The Gateway Arch represents westward expansion and a point of view that equated settler expansion on the continent with rebellion against the British crown. The St. Louis Courthouse, site of the Dred Scott decision, connects Indigenous history to African American history, particularly in terms of how white people assumed dominance over the two cultures, and the consequences that ensued for each. Notably, racial color terms are not present in historical speech at this early stage. Indeed, Richter asserts that “Europeans most often used the term American to describe descendants of the original inhabitants” (3).

Chapter 1 presents Richter’s unique method of historical reconstruction through imaginative scenes retold from Indigenous perspectives; it is the Indigenous people who are “discovering” the Europeans and their world. De Soto and Cartier are seen in terms of the impact they had on the Indigenous population. Europeans are referred to by the names that population gave them—“woodworkers,” “clothmakers,” “metalworkers,” “axe makers”—highlighting a relationship that was initially built around Cultural Accommodation as both Indigenous groups and white colonists saw one another as trading partners rather than competitors for the land and its resources.

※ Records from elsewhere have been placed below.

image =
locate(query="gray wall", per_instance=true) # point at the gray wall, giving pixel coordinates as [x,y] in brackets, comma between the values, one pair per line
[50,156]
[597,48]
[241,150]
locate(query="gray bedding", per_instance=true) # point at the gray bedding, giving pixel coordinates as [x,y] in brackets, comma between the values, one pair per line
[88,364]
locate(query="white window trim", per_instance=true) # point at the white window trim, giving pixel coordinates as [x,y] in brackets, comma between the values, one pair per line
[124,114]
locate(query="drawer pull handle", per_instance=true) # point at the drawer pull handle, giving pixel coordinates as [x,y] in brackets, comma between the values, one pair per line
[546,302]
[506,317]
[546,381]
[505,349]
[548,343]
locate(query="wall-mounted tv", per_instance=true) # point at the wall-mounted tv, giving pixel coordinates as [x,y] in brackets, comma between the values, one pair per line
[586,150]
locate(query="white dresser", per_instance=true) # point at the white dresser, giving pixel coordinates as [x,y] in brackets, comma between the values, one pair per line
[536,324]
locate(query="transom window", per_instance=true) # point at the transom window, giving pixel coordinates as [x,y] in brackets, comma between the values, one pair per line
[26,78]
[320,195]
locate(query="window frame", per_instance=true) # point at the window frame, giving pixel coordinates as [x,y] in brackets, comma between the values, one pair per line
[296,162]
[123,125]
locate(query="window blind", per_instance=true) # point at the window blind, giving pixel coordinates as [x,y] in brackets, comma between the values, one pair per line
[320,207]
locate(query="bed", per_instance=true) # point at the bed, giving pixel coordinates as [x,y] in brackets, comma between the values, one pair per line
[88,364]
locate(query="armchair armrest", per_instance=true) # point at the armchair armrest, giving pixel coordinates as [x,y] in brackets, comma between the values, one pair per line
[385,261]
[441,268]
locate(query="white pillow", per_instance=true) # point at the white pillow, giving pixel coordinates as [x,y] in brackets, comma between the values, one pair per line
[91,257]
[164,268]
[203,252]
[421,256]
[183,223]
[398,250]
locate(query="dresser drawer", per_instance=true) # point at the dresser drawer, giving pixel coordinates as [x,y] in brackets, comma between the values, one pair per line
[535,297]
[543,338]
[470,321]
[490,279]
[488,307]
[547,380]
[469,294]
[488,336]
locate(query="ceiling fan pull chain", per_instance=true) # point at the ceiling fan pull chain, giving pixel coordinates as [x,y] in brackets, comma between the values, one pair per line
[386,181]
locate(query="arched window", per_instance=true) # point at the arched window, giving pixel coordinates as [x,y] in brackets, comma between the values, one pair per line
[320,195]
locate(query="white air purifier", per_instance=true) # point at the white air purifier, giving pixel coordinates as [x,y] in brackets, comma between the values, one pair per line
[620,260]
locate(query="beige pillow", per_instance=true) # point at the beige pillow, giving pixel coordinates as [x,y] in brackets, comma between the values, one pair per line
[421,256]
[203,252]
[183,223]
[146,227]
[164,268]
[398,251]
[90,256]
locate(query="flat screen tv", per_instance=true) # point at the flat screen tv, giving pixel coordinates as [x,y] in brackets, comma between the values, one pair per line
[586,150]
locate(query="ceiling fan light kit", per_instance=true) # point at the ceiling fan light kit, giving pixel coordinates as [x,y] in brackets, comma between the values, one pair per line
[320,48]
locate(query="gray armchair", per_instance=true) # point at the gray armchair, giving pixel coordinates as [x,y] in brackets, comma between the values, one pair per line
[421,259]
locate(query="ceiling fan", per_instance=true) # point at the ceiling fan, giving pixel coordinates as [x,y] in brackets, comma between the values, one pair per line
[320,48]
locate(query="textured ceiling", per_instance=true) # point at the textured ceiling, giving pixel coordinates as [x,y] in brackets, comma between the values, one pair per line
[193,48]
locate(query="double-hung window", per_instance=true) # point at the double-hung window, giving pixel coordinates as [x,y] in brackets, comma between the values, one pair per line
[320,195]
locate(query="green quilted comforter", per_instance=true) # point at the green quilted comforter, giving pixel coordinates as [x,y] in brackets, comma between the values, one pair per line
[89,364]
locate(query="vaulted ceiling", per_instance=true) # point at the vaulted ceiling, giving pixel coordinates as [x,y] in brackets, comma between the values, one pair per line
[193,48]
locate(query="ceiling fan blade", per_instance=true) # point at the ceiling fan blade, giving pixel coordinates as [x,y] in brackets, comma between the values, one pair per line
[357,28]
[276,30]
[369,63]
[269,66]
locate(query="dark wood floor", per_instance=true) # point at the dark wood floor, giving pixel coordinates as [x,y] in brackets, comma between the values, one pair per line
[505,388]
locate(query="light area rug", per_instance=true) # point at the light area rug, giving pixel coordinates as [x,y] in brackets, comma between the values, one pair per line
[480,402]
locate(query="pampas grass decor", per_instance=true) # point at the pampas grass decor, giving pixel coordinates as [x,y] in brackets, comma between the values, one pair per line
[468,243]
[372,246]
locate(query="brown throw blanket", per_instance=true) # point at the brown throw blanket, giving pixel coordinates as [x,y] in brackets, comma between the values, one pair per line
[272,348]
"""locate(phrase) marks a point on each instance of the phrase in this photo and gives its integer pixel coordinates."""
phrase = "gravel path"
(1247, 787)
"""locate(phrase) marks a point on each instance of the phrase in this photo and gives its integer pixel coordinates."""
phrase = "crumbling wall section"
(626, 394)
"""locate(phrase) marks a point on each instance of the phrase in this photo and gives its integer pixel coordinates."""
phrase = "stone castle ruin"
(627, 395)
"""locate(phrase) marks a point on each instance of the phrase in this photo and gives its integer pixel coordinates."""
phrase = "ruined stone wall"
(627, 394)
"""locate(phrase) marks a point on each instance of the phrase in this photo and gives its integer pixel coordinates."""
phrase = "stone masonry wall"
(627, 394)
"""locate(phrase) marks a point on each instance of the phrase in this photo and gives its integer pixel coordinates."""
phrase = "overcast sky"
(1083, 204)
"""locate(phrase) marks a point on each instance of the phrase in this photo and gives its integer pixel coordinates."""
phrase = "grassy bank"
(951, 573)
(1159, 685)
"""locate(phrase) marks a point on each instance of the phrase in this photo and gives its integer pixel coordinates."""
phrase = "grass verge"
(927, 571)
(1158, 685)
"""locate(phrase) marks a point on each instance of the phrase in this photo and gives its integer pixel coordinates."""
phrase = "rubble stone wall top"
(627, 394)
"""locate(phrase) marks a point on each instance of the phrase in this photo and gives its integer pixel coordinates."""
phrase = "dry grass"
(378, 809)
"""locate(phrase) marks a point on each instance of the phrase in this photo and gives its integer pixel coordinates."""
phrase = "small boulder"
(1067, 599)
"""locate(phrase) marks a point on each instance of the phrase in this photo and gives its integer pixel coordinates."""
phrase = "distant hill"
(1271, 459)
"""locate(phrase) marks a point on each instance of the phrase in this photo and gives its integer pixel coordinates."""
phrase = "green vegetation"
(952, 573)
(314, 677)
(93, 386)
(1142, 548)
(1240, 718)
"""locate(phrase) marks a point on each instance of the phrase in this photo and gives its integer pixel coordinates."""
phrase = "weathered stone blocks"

At the chapter’s end, Richter makes the point that not all the misfortunes faced by Indigenous peoples were caused by the European settlers:

Cahokia disappeared from the map sometime around 1400, long before even the first rumor of Europe arrived on Native shores, and it is quite possible that Stadacona and even Cofitachequi would also have disappeared even if Cartier or de Soto had never existed (39).

He further emphasizes that Euro-Indigenous relations were initially marked by alliances, curiosity, and a desire for trade, although these relations became more strained in the 18th century.